Hi Russ:
Thanks. But the reason I don't want to use nccopy, but want to use ncgen from
the start, is that the netcdf3 version of the file will be about 4Gb. What I
did is create a small version of the file, used NCO to convert to netcdf4 using
settings I commonly used, and then using ncdump -s was able to look at the
special attributes created, added them to my cdl, used ncgen and it worked
quite nicely, especially since I am creating an empty array that will be filled
as the output of my model runs, so the default netcdf4 files is miniscule.

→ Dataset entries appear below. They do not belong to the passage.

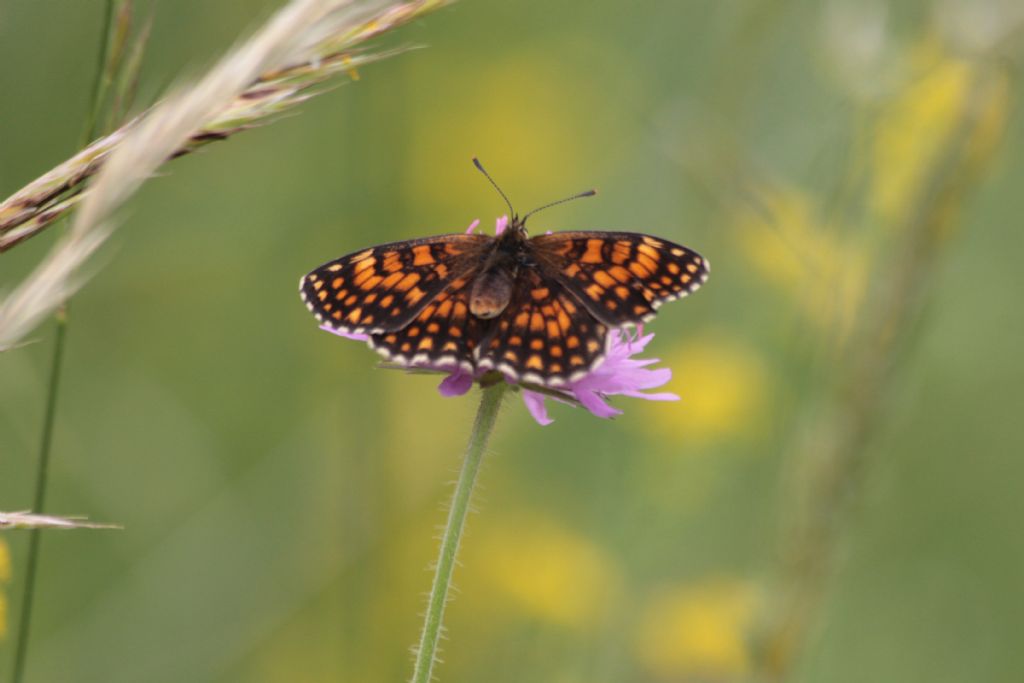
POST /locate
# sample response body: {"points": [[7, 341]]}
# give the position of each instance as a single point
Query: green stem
{"points": [[56, 364], [486, 414], [39, 501]]}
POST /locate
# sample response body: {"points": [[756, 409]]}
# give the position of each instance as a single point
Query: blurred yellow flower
{"points": [[545, 569], [790, 245], [916, 127], [697, 631], [4, 578], [722, 385]]}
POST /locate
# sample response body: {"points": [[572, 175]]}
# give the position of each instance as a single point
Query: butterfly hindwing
{"points": [[545, 336], [621, 278], [383, 289], [442, 335]]}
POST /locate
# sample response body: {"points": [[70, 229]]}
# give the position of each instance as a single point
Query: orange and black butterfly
{"points": [[538, 309]]}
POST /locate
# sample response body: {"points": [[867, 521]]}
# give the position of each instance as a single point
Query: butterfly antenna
{"points": [[479, 167], [589, 193]]}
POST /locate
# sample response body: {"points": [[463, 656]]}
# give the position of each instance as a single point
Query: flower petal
{"points": [[593, 402], [536, 406], [456, 384]]}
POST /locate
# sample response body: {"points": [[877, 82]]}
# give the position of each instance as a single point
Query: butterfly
{"points": [[537, 309]]}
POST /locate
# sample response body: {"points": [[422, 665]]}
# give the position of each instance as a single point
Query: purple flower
{"points": [[619, 374]]}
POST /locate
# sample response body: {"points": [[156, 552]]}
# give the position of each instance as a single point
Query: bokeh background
{"points": [[281, 496]]}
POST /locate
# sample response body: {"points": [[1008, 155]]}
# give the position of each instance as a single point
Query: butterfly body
{"points": [[536, 308]]}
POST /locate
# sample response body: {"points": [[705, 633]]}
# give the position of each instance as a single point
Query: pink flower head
{"points": [[619, 374]]}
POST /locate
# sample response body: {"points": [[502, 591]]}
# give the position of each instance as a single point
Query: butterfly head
{"points": [[517, 226]]}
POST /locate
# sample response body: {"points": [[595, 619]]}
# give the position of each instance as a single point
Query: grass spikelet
{"points": [[306, 43]]}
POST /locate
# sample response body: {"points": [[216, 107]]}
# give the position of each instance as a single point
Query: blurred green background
{"points": [[281, 496]]}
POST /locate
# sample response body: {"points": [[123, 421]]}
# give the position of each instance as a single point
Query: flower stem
{"points": [[486, 414]]}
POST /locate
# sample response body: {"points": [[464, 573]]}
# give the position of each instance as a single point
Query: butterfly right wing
{"points": [[383, 289], [622, 278]]}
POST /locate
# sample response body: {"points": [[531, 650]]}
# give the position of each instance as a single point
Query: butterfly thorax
{"points": [[493, 287]]}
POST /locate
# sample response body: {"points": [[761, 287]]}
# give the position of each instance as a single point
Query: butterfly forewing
{"points": [[621, 278], [545, 335], [383, 289]]}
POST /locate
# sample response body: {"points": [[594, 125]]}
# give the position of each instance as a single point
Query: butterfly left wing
{"points": [[443, 335], [383, 289], [621, 278]]}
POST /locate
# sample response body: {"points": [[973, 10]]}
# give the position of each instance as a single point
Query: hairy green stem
{"points": [[485, 416]]}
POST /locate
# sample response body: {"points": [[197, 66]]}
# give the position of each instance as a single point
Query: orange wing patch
{"points": [[383, 289], [621, 278]]}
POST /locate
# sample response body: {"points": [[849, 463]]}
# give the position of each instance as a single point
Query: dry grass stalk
{"points": [[26, 519], [303, 45]]}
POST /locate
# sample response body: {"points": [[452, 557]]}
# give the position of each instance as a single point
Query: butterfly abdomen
{"points": [[492, 293]]}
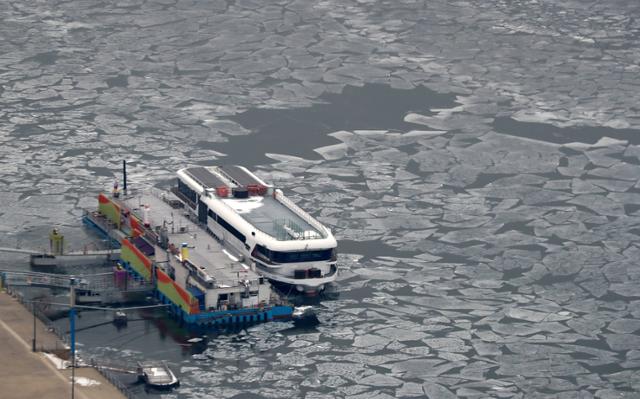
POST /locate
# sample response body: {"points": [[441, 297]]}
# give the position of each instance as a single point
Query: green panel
{"points": [[127, 255], [170, 292]]}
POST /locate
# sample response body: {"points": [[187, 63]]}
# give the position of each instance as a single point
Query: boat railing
{"points": [[280, 197]]}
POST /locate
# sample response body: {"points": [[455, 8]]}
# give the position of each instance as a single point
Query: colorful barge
{"points": [[201, 282]]}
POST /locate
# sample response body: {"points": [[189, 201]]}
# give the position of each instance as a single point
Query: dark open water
{"points": [[477, 160]]}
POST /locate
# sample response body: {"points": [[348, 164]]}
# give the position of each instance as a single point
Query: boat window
{"points": [[292, 257]]}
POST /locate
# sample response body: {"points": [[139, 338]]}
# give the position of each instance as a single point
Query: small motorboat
{"points": [[157, 375], [120, 318], [305, 316]]}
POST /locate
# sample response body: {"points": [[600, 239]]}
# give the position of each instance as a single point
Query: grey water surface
{"points": [[477, 160]]}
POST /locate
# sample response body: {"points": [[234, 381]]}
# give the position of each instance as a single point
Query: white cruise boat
{"points": [[257, 223]]}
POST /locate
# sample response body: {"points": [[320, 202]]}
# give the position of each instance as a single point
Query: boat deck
{"points": [[204, 251], [272, 217]]}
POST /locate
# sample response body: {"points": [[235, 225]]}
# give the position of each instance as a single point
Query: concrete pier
{"points": [[28, 375]]}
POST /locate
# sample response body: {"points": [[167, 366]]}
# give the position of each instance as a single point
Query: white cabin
{"points": [[256, 222]]}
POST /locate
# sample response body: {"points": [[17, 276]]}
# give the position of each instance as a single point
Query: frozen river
{"points": [[479, 162]]}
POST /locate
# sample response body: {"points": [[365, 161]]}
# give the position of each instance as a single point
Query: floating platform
{"points": [[202, 282]]}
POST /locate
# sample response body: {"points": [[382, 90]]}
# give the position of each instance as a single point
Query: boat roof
{"points": [[264, 212], [223, 176]]}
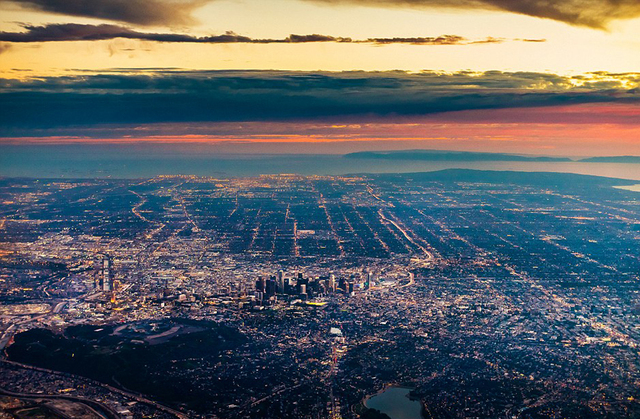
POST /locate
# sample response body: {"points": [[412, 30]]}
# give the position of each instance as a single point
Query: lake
{"points": [[395, 403]]}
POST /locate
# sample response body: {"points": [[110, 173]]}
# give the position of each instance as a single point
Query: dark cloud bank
{"points": [[79, 32], [139, 12], [219, 96], [591, 13]]}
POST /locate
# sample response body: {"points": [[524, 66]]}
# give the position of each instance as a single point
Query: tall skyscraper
{"points": [[106, 280]]}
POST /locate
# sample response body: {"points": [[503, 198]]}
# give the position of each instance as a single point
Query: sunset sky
{"points": [[329, 76]]}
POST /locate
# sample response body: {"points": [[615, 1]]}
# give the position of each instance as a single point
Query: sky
{"points": [[330, 76]]}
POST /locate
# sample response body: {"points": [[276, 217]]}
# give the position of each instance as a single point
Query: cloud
{"points": [[591, 13], [80, 32], [155, 96], [138, 12]]}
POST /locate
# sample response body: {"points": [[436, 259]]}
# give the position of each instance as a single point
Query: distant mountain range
{"points": [[612, 159], [445, 155]]}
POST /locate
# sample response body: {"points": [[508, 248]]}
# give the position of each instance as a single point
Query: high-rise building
{"points": [[280, 282], [261, 284], [106, 278]]}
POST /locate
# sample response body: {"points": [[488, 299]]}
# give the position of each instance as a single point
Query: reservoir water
{"points": [[395, 403]]}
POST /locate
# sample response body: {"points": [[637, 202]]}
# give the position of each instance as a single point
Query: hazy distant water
{"points": [[98, 161], [634, 188]]}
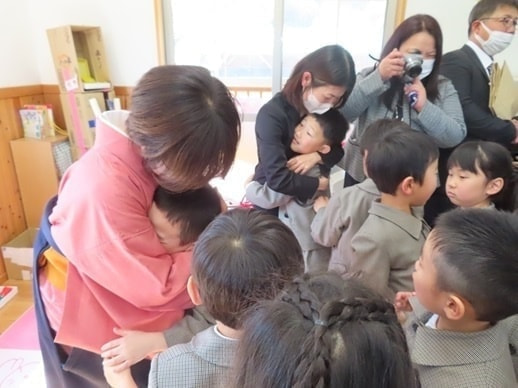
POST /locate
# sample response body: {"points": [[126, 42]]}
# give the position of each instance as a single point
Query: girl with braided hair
{"points": [[324, 332]]}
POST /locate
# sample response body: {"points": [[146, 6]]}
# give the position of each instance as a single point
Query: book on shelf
{"points": [[6, 294], [37, 121]]}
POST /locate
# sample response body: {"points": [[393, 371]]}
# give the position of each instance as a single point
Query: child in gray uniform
{"points": [[315, 133]]}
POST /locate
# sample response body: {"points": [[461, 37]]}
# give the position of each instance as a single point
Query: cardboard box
{"points": [[18, 255], [80, 118], [79, 58]]}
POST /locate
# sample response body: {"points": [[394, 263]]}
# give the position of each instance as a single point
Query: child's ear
{"points": [[407, 185], [194, 291], [325, 149], [494, 186], [455, 308]]}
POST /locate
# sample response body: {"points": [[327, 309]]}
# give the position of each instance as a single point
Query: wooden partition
{"points": [[12, 218]]}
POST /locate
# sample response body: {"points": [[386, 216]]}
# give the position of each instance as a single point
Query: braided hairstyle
{"points": [[324, 332]]}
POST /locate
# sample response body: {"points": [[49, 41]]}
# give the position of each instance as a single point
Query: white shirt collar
{"points": [[485, 59]]}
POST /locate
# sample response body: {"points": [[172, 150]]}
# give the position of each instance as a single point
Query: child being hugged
{"points": [[178, 219], [315, 133], [463, 330], [481, 174], [241, 257], [403, 165], [339, 218]]}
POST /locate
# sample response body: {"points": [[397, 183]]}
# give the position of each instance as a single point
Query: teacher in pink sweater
{"points": [[100, 263]]}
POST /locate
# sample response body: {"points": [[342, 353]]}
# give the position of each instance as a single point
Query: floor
{"points": [[16, 306]]}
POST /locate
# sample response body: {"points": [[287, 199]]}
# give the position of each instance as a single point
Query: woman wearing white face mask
{"points": [[321, 80], [428, 103]]}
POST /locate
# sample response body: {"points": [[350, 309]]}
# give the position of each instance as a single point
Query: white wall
{"points": [[452, 16], [128, 29], [17, 63]]}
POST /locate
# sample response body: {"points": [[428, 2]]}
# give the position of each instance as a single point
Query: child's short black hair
{"points": [[194, 209], [377, 129], [494, 161], [475, 254], [334, 126], [398, 155], [243, 256]]}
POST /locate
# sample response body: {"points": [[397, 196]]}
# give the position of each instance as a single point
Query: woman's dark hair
{"points": [[241, 257], [494, 161], [411, 26], [322, 331], [186, 124], [329, 65]]}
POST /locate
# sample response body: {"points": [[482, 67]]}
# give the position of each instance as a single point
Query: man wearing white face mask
{"points": [[492, 24]]}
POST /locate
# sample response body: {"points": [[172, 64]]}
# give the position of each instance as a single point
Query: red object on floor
{"points": [[22, 334]]}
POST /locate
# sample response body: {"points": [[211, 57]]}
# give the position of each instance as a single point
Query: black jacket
{"points": [[469, 77], [274, 129]]}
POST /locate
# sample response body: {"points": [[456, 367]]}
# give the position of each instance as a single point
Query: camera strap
{"points": [[398, 111]]}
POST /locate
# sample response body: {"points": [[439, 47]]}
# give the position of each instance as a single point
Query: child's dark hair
{"points": [[475, 253], [398, 155], [334, 126], [494, 161], [194, 209], [377, 129], [322, 331], [241, 257]]}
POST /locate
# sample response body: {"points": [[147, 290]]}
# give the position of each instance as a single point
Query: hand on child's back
{"points": [[132, 347], [402, 304], [320, 202], [301, 164]]}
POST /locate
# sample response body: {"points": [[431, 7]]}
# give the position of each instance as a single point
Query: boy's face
{"points": [[168, 233], [309, 137], [466, 189], [425, 278], [424, 191]]}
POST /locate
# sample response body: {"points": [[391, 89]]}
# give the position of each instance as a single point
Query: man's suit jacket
{"points": [[469, 77]]}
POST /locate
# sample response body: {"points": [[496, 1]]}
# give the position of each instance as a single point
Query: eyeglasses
{"points": [[507, 21]]}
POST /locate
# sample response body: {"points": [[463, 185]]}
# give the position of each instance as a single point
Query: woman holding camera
{"points": [[395, 88]]}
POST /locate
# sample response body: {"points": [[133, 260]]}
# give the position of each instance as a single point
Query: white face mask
{"points": [[314, 106], [497, 41], [426, 68]]}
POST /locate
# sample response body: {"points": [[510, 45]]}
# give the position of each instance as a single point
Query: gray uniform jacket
{"points": [[386, 247], [336, 224], [443, 119], [462, 360], [295, 214], [204, 362]]}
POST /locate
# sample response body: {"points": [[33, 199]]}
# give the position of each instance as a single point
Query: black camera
{"points": [[413, 66]]}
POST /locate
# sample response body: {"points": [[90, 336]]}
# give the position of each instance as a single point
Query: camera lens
{"points": [[413, 65]]}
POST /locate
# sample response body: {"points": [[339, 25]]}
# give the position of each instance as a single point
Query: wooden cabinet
{"points": [[36, 163]]}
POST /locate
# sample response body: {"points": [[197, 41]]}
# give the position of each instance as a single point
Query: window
{"points": [[252, 45]]}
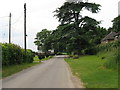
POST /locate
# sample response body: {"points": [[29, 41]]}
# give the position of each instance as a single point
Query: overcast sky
{"points": [[40, 16]]}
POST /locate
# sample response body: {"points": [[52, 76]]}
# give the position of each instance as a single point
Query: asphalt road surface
{"points": [[54, 73]]}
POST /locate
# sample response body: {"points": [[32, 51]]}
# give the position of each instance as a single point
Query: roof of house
{"points": [[110, 36]]}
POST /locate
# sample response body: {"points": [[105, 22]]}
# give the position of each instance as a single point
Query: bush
{"points": [[89, 51], [13, 54]]}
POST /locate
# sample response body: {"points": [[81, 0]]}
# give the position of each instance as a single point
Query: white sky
{"points": [[40, 16]]}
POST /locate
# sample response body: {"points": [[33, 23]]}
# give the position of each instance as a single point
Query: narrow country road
{"points": [[53, 73]]}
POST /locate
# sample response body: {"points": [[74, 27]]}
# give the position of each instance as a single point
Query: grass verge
{"points": [[9, 70], [91, 71]]}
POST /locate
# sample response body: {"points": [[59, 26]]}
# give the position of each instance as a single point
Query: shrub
{"points": [[89, 51], [111, 53]]}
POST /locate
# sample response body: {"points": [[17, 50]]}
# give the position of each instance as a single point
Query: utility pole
{"points": [[25, 26], [10, 28]]}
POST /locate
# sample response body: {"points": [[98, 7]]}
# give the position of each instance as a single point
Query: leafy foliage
{"points": [[13, 54]]}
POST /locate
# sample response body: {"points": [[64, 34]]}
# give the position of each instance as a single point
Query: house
{"points": [[111, 37]]}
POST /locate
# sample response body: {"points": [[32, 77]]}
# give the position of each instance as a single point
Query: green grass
{"points": [[47, 58], [36, 59], [91, 71], [9, 70]]}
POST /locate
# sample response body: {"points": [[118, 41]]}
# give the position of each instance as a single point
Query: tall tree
{"points": [[75, 27], [43, 40]]}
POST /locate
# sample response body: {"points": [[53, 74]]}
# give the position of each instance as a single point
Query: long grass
{"points": [[91, 71]]}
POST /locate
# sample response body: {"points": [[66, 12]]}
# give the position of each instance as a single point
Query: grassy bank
{"points": [[9, 70], [91, 71]]}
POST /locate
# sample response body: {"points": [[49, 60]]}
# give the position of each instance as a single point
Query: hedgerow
{"points": [[109, 52], [13, 54]]}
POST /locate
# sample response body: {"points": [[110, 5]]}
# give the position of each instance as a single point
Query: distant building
{"points": [[111, 37]]}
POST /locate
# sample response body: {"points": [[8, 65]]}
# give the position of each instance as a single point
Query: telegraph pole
{"points": [[10, 28], [25, 26]]}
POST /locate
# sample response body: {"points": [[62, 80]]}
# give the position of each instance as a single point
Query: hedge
{"points": [[13, 54]]}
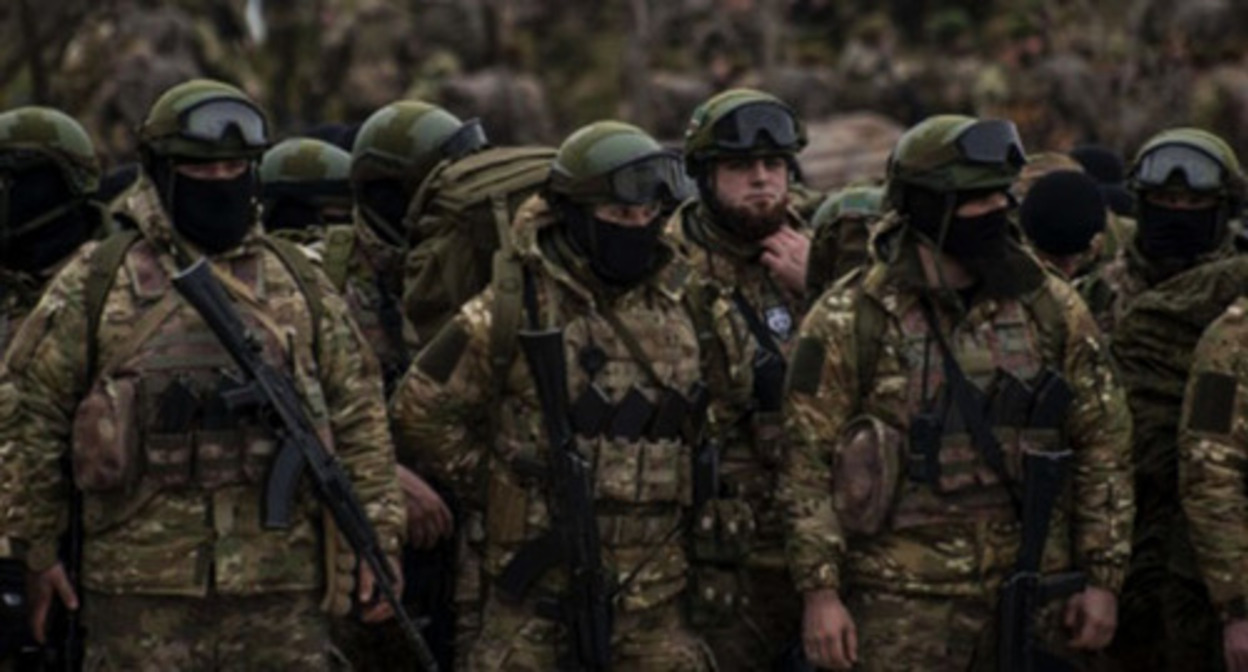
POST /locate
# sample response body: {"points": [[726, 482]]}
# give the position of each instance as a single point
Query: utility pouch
{"points": [[105, 436], [866, 474]]}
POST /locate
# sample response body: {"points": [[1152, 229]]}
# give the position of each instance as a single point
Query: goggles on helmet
{"points": [[649, 179], [211, 120], [1199, 170], [468, 139], [992, 141], [745, 126]]}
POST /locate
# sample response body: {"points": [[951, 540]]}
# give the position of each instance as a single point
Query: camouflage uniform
{"points": [[174, 512], [474, 422], [917, 557], [745, 607]]}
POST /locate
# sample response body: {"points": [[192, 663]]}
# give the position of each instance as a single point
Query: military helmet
{"points": [[1191, 158], [404, 140], [612, 161], [855, 201], [741, 123], [205, 120], [40, 134], [308, 165], [952, 153]]}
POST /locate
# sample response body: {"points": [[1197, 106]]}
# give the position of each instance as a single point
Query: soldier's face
{"points": [[214, 170], [753, 185]]}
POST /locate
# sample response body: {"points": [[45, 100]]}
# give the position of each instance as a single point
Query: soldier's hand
{"points": [[375, 607], [41, 587], [428, 517], [828, 632], [1234, 643], [1092, 615], [785, 254]]}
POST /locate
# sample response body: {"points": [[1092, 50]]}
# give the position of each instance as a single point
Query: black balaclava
{"points": [[618, 255], [41, 192], [1166, 232], [385, 205]]}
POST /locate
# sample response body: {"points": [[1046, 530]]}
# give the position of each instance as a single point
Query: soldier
{"points": [[745, 245], [590, 264], [899, 546], [1187, 189], [49, 176], [305, 187], [116, 369]]}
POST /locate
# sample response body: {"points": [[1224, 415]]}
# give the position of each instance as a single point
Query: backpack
{"points": [[459, 217]]}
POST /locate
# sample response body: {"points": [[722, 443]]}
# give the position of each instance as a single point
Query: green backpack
{"points": [[458, 219]]}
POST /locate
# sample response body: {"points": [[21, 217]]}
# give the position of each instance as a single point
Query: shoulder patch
{"points": [[438, 359], [1213, 402], [806, 369]]}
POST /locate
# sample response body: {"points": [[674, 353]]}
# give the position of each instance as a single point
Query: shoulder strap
{"points": [[305, 276], [105, 260], [340, 242]]}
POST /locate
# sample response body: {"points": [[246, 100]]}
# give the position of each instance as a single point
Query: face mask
{"points": [[44, 222], [618, 255], [385, 205], [1177, 234], [214, 214]]}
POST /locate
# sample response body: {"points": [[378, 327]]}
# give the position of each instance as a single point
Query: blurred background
{"points": [[1067, 71]]}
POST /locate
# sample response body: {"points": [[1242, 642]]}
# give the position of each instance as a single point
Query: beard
{"points": [[755, 221]]}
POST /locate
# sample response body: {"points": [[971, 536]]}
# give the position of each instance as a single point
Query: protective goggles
{"points": [[1201, 171], [468, 139], [744, 129], [211, 120], [653, 177], [992, 141]]}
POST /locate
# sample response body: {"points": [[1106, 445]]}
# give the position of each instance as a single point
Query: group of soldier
{"points": [[654, 409]]}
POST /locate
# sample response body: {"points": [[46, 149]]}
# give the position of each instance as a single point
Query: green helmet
{"points": [[741, 123], [612, 161], [858, 201], [404, 140], [955, 153], [308, 165], [56, 136], [204, 120], [1189, 158]]}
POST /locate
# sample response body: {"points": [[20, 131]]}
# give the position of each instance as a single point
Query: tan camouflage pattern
{"points": [[642, 489], [224, 632], [961, 543], [164, 533], [750, 442]]}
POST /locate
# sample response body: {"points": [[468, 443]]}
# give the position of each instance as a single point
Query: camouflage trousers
{"points": [[286, 631], [769, 620], [657, 640], [939, 633]]}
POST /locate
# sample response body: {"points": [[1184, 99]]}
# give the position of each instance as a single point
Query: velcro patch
{"points": [[806, 370], [438, 359], [1213, 402]]}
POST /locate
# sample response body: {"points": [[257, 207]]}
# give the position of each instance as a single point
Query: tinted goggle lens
{"points": [[212, 120], [744, 129], [1201, 171], [992, 141], [657, 177], [468, 139]]}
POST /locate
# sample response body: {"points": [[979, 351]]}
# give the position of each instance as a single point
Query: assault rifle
{"points": [[301, 449], [585, 606]]}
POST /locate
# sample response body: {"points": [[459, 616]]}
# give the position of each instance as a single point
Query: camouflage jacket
{"points": [[172, 502], [749, 439], [960, 535], [457, 421], [368, 272], [1213, 459]]}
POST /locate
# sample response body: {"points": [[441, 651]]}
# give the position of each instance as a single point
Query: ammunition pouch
{"points": [[866, 474]]}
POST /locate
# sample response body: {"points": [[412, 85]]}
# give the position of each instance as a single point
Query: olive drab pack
{"points": [[458, 219]]}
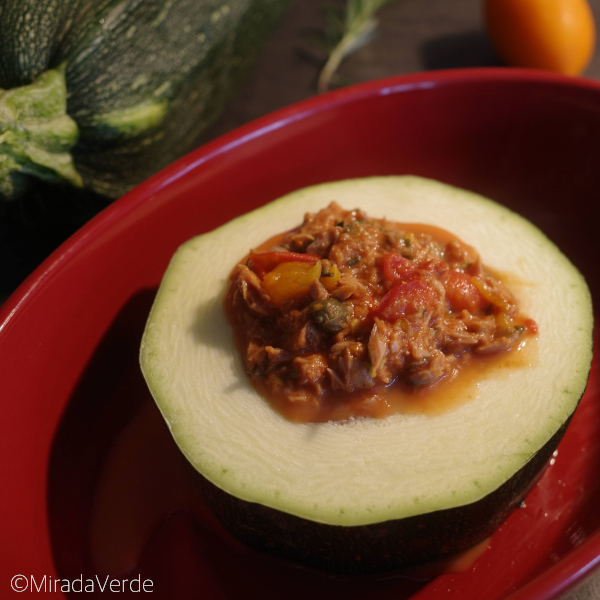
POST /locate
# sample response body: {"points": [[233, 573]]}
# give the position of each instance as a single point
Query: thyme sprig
{"points": [[346, 33]]}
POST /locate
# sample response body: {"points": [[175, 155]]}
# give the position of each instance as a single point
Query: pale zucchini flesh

Mainly I don't know enough about the different settings and what they do to the
file to know what options to put. I know these settings are more from HDF5
then you guys, but is there an idiot's guide to this for those of us who know
little about it but are finding it to be of great use. I know Rich Signell has
done a little bit of timings on the tradeoffs between size and read time for
the various settings, do you know of others who have? We are pretty much
interesting in reads, and using a lot of separate files aggregated in THREDDS,
where the user will want a time series or time series from a region. Using
NCO notation if we go "ncks -4 -L 1 -O " then we get really good compression
but relatively slow reads, and if we go "ncks -O -4 -L 1 --cnk_dmn lat,16
--cnk_dmn lon,16" the reads are right up there but the compression is so-so.
Are there any good guidelines for this, or just trial and error.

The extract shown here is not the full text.